Defend the Defenders, July 28, 2018

 

Vietnam’s security forces have likely arrested a Vietnamese American and four other locals on allegation of “Activities against the people’s government” under Article 109 of the country’s 2015 Penal Code, Defend the Defenders has learned.

The arrested individuals are Michael Nguyen Phuong Minh, a US’s citizen from California, former political prisoner Huynh Duc Thinh and his son Huynh Duc Thanh Binh, Tran Long Phi and a Facebooker Thomas Quoc Bao.

Minh, Binh and Phi went to visit Hue City in early July and when they returned to Ho Chi Minh City on July 6, they went missing. Some sources said they had been detained by security forces on July 7.
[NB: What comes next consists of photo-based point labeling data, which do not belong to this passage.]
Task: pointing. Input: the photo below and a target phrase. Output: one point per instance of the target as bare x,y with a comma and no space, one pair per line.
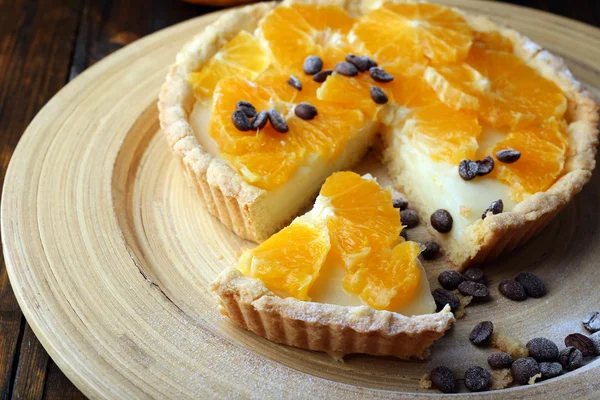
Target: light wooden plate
110,253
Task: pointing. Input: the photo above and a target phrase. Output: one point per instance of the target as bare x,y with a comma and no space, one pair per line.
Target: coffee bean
240,121
277,121
443,297
312,65
477,379
295,82
346,69
321,76
570,358
591,322
441,220
550,370
524,369
467,169
379,75
443,380
482,333
500,360
495,208
534,287
581,343
542,349
450,279
378,95
485,166
512,290
260,120
305,111
508,156
432,250
477,290
409,218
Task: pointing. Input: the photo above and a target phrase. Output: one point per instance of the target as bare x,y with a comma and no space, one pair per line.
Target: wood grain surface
47,43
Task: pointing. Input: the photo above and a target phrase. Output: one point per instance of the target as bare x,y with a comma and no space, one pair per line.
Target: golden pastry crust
334,329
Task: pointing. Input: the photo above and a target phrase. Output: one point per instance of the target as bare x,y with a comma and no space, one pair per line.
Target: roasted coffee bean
345,68
277,121
581,343
495,208
524,369
467,169
409,218
534,287
378,95
312,65
477,290
482,333
591,322
570,358
295,82
512,290
379,75
478,379
441,220
508,156
305,111
443,297
240,121
443,380
432,250
550,370
500,360
485,166
321,76
542,349
450,279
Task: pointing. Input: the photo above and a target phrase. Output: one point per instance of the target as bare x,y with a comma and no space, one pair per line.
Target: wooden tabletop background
43,45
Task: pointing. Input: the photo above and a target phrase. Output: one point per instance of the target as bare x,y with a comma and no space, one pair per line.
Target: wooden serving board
110,252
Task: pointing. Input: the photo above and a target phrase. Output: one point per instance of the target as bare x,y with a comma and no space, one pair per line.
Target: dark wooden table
43,45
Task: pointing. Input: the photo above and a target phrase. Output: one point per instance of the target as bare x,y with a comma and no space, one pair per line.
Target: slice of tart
338,279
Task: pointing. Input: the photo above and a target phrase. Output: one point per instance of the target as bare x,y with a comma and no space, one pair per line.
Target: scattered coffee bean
570,358
443,380
467,169
432,250
542,349
477,379
295,83
524,369
482,333
312,65
512,290
379,75
240,120
534,287
305,111
321,76
508,156
409,218
591,322
477,290
550,370
441,220
581,343
277,121
500,360
345,68
450,279
443,297
378,95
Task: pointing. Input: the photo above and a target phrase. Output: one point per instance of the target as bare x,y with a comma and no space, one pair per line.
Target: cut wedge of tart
338,279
On the same day, police arrested Mr. Thinh. Initially, police told Thinh’s wife that they summoned him to work on activities of his son, but later, it was likely he was also arrested in the same case.

All of the detainees are reportedly being held in the temporary detention facility under the authority of HCM City’s Department of Public Security, located at Phan Dang Luu street No. 4.
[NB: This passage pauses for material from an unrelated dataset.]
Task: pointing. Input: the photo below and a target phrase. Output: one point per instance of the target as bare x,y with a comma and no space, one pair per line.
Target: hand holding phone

Vietnam’s state media has yet to cover the news on their arrests.

Mrs. Hue, the wife of Mr. Thinh and mother of Mr. Binh said she has hired Ho Chi Minh City-based lawyer Nguyen Van Mieng to provide legal assistance for Binh. However, police in HCM City have denied the lawyer’s request for meeting with his client, saying Binh is arrested for subversion and will be held incommunicado during the investigation period which lasts three months at least.
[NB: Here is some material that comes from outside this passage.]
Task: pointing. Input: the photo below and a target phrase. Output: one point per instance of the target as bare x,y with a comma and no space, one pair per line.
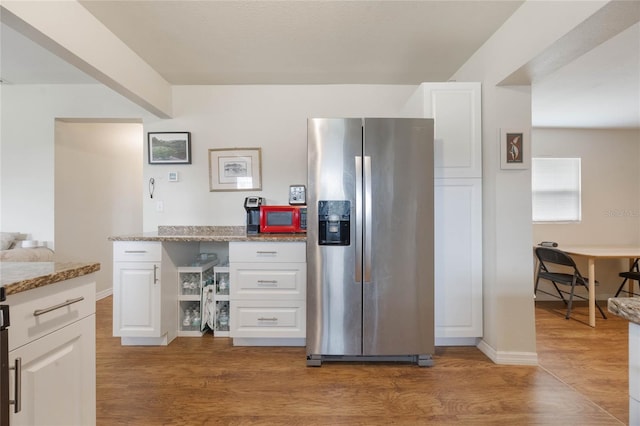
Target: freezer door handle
358,221
367,219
When the trio visited Hue City, they met with female activist Le My Hanh. On July 21, police in Hue expelled her from the city, forcing her to get in a inter-city bus which headed to Ho Chi Minh City. Hanh later escaped and went into hiding after feeling that security forces try to detain her. Hanh told Defend the Defenders that she has not involved in any activity of the trio but just met them for coffee and went together to visit some historical places in the old capital city.

Some sources claim that Binh is a member of the Vietnamese Students for Human Rights established by imprisoned young intellectual Tran Hoang Phuc whose six-year jail term was upheld by the Higher People’s Court in Hanoi on July 10. However, the organization has not confirmed the information.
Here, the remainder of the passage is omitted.